Ringer shakes her head. She’s looking at the display of the silver device. Its light shines on her face, playing up the contrast between her fair skin and jet-black hair. She looks beautiful in its light, not angelic-beautiful, more like avenging angel–beautiful.

“He wasn’t going to kill us, Zombie. Until we surprised him and gave him no choice. And then not with the rifle.” She holds up the device so I can see the display. “I think he was going to kill us with this.”

A grid occupies the top half of the display. There’s a cluster of green dots on the far left-hand corner. Another green dot closer to the middle.

“The squad,” I say.

“And this lone dot here must be Poundcake.”
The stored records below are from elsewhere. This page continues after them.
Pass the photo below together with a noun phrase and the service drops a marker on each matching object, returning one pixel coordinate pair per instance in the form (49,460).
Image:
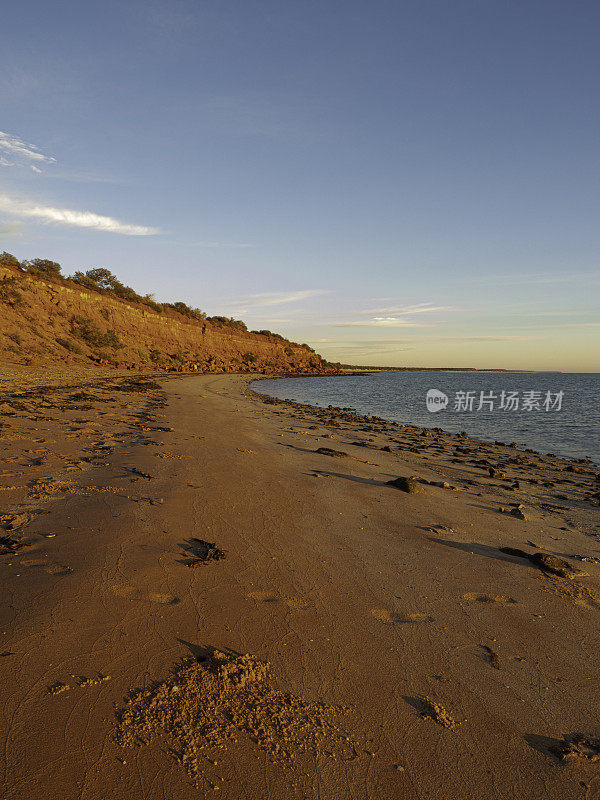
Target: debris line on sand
(205,704)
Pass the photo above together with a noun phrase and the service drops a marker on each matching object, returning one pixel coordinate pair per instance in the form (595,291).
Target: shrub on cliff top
(229,322)
(84,329)
(8,292)
(8,260)
(42,268)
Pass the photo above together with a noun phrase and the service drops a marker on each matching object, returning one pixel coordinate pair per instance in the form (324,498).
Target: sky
(394,183)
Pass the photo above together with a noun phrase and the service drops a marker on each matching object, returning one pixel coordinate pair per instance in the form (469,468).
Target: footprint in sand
(131,593)
(51,569)
(481,597)
(263,596)
(392,618)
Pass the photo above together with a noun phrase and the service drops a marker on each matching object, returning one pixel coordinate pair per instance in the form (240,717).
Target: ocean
(526,408)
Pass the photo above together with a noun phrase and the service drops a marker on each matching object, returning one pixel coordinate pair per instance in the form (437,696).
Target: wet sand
(415,649)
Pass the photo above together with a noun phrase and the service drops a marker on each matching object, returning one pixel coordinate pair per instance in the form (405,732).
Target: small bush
(83,328)
(14,337)
(8,260)
(157,357)
(8,292)
(42,267)
(70,345)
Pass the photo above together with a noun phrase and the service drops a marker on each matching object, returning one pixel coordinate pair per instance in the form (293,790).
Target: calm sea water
(572,432)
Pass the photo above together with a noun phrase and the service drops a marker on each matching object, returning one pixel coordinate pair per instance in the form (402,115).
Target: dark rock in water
(409,485)
(546,562)
(555,565)
(517,512)
(577,746)
(202,552)
(514,551)
(327,451)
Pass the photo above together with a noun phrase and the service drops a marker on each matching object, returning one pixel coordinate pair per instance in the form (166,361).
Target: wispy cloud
(66,216)
(418,308)
(381,322)
(277,298)
(11,229)
(18,153)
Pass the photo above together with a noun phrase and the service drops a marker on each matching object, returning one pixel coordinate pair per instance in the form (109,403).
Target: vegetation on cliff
(93,316)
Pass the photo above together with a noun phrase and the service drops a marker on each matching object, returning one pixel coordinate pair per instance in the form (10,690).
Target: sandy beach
(171,537)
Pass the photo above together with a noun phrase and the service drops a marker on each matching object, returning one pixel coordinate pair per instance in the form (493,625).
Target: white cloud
(419,308)
(66,216)
(19,153)
(275,298)
(381,322)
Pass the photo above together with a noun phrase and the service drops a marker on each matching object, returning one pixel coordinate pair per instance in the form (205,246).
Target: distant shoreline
(345,367)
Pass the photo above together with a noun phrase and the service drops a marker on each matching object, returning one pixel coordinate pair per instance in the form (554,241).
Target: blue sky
(393,182)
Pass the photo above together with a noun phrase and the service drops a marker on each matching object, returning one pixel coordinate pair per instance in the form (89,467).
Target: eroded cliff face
(44,322)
“Which means if we hadn’t cut out our implants—”

“He’d have known exactly where we were,” Ringer says. “He’d be waiting for us, and we’d be screwed.”

She points out the two highlighted numbers on the bottom of the screen. One of them is the number I was assigned when Dr. Pam tagged and bagged me. I’m guessing the other one is Ringer’s. Beneath the numbers is a flashing green button.

“What happens if you press that button?” I ask.

“My guess is nothing.” And she presses it.

I flinch, but her guess is right.

“It’s a kill switch,” she says. “Has to be. Linked to our implants.”

He could have fried all of us anytime he wanted. Killing us wasn’t the goal, so what was? Ringer sees the question in my eyes. “The three ‘infesteds’—that’s why he fired the opening shot,” she says. “We’re the first squad out of the camp. It makes sense they’d monitor us closely to see how we perform in actual combat. Or what we think is actual combat. To make sure we react to the green bait like good little rats. They must have dropped him in before us—to pull the trigger in case we didn’t. And when we didn’t, he gave us a little incentive.”

“And he kept firing at us because…?”

“Kept us hyped and ready to blow away any damn green shiny thing that glowed.”

In the snow, it’s as if she’s looking at me through a gauzy white curtain. Flakes dust her eyebrows, sparkle in her hair.

“Awful big risk to take,” I point out.

“Not really. He had us on this little radar. Worst-case scenario, all he had to do was hit the button. He just didn’t consider the worst-worst case.”